Ils commencent à s'intéresser aux perfectionnements apportés aux centrales électriques au charbon. Or les techniques " charbon propre " ne sont pas nouvelles. Elles n'ont rien de révolutionnaire, certaines ont fait leurs preuves en France même, et avec des charbons médiocres ! EDF et Charbonnages de France les ont expérimentées chez nous (d'abord en Lorraine à Carling puis en Provence à Gardanne et il a suffi de changer les chaudières) mais elles sont destinées à l'exportation comme l'ont bien montré les contrats récents d'Alstom avec la Chine et les USA. En gros la méthode à lit fluidisé circulant (LFC) consiste à mélanger, dans une masse en mouvement d'air chaud (850°C), du charbon pulvérisé à du calcaire qui va capter les produits toxiques SO2 et NOx. D'autres techniques utilisant la vapeur supercritique ont été mises en uvre dès les années 50 (vapeur à 540-560°C sous pression de 250 bars) et sont améliorées dans des centrales " ultrasupercritiques ". Il y a aussi la gazéification du charbon à 1600°C (comme à Puertollano en Espagne) où l'on purifie le gaz synthétique formé qui alimente ensuite une turbine à cycle combiné (rejoignant la technique des cycles combinés à gaz naturel). Mais bien sûr le gaz carbonique s'échappe dans l'atmosphère. Cependant d'après les promoteurs, comme le rendement est augmenté (voisin de 45%), il y a moins de CO2 à production électrique égale.

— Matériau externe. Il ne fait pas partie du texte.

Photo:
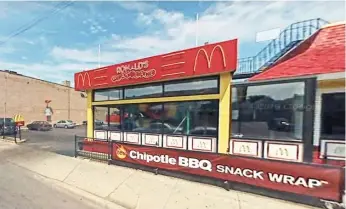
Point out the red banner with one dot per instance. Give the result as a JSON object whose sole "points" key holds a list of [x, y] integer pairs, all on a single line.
{"points": [[312, 180], [204, 60]]}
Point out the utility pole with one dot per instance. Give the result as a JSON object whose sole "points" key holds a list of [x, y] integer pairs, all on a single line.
{"points": [[5, 102], [69, 103], [99, 55], [197, 29]]}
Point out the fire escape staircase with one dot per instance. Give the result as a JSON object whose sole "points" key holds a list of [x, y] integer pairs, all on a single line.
{"points": [[288, 40]]}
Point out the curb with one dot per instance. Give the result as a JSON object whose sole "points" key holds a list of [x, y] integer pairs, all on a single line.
{"points": [[11, 140], [95, 200]]}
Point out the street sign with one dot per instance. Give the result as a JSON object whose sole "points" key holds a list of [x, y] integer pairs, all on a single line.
{"points": [[19, 120]]}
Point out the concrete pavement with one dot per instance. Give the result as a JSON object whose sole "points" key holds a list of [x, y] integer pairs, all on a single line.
{"points": [[23, 189], [135, 189]]}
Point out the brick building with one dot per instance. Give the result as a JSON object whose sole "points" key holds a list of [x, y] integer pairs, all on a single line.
{"points": [[25, 95]]}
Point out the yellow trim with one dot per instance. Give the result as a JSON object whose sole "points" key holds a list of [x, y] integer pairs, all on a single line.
{"points": [[224, 112], [329, 84], [334, 24], [90, 119], [160, 99]]}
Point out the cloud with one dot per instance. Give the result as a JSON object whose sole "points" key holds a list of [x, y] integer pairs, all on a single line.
{"points": [[173, 30], [221, 21], [137, 6]]}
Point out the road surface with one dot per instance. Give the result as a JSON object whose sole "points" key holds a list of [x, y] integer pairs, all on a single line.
{"points": [[58, 140]]}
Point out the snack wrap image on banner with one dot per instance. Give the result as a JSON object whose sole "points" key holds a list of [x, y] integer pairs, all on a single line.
{"points": [[321, 182]]}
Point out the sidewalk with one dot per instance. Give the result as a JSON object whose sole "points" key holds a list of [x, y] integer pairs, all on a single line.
{"points": [[135, 189]]}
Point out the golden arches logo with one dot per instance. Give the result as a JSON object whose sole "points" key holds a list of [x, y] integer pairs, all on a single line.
{"points": [[282, 152], [83, 76], [211, 56], [18, 118], [244, 148]]}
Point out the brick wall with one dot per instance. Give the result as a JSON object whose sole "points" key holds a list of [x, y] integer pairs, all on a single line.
{"points": [[26, 96]]}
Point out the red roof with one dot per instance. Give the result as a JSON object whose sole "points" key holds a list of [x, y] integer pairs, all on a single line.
{"points": [[324, 52]]}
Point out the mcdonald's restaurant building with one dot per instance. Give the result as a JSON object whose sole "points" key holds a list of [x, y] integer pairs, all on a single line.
{"points": [[27, 96], [180, 112]]}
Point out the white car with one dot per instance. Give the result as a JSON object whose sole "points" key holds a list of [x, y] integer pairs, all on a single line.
{"points": [[64, 124]]}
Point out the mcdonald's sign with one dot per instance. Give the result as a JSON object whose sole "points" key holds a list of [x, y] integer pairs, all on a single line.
{"points": [[205, 60], [82, 78], [209, 58], [282, 152], [19, 120], [244, 149]]}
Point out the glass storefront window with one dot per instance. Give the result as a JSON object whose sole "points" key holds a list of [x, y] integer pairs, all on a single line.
{"points": [[101, 95], [142, 118], [109, 94], [115, 94], [114, 118], [100, 118], [333, 116], [144, 91], [192, 118], [272, 111], [192, 87]]}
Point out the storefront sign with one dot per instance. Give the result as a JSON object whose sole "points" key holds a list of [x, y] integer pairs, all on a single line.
{"points": [[136, 70], [317, 181], [204, 60]]}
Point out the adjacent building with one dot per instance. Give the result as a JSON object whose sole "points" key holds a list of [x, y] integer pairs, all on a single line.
{"points": [[37, 99]]}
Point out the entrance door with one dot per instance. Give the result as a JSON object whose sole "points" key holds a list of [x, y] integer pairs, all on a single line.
{"points": [[333, 116]]}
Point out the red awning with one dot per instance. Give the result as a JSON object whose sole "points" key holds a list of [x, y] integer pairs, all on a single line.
{"points": [[324, 52]]}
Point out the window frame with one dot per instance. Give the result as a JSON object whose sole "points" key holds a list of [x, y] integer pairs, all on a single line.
{"points": [[217, 78], [161, 120], [162, 84], [321, 118], [305, 103]]}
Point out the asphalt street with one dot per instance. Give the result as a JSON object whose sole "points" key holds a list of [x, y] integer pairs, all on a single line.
{"points": [[58, 140]]}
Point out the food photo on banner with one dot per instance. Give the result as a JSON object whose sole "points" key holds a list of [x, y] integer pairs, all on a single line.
{"points": [[322, 182]]}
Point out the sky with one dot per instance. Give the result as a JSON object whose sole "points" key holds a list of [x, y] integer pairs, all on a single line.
{"points": [[67, 41]]}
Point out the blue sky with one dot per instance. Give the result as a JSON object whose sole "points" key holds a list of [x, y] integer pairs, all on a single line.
{"points": [[67, 42]]}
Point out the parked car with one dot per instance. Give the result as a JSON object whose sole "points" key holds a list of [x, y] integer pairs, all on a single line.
{"points": [[7, 126], [65, 124], [39, 126]]}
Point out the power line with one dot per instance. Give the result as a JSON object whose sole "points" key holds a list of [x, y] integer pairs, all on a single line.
{"points": [[27, 24], [57, 8]]}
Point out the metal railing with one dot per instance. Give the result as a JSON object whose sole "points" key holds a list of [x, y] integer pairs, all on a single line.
{"points": [[287, 40]]}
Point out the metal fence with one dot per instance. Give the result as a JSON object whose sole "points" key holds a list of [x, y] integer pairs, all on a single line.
{"points": [[12, 135], [80, 149], [287, 40]]}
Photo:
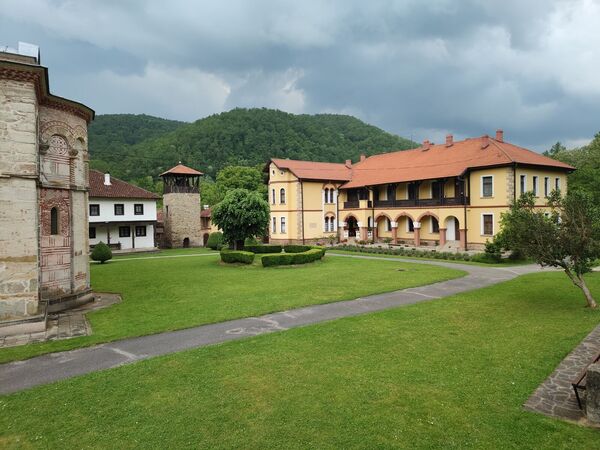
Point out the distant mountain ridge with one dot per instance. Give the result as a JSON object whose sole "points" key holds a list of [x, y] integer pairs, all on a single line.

En somme on peut constater une avancée dans l'acceptation de l'usage du charbon à condition qu'elle soit la marque du progrès. Dans le débat qui commence timidement à s'amorcer dans le mouvement antinucléaire le plus important c'est bien sûr qu'un désastre nucléaire est possible, mais ce désastre possible a été occulté jusqu'à maintenant par les tenants d'une sortie différée du nucléaire. Il y a eu davantage de pages consacrées aux éoliennes qu'aux conséquences sanitaires d'un accident nucléaire. La cécité n'est plus supportable alors que le désastre nucléaire est envisagé par les responsables sociaux à travers un grand nombre de décrets, d'arrêtés, de directives etc.

Il est important d'analyser les raisons idéologiques qui ont bloqué le mouvement antinucléaire car ces mêmes raisons pourraient être la source de l'acceptation de technologies causes de bien d'autres désastres (les biotechnologies, l'informatique et le contrôle des individus etc.)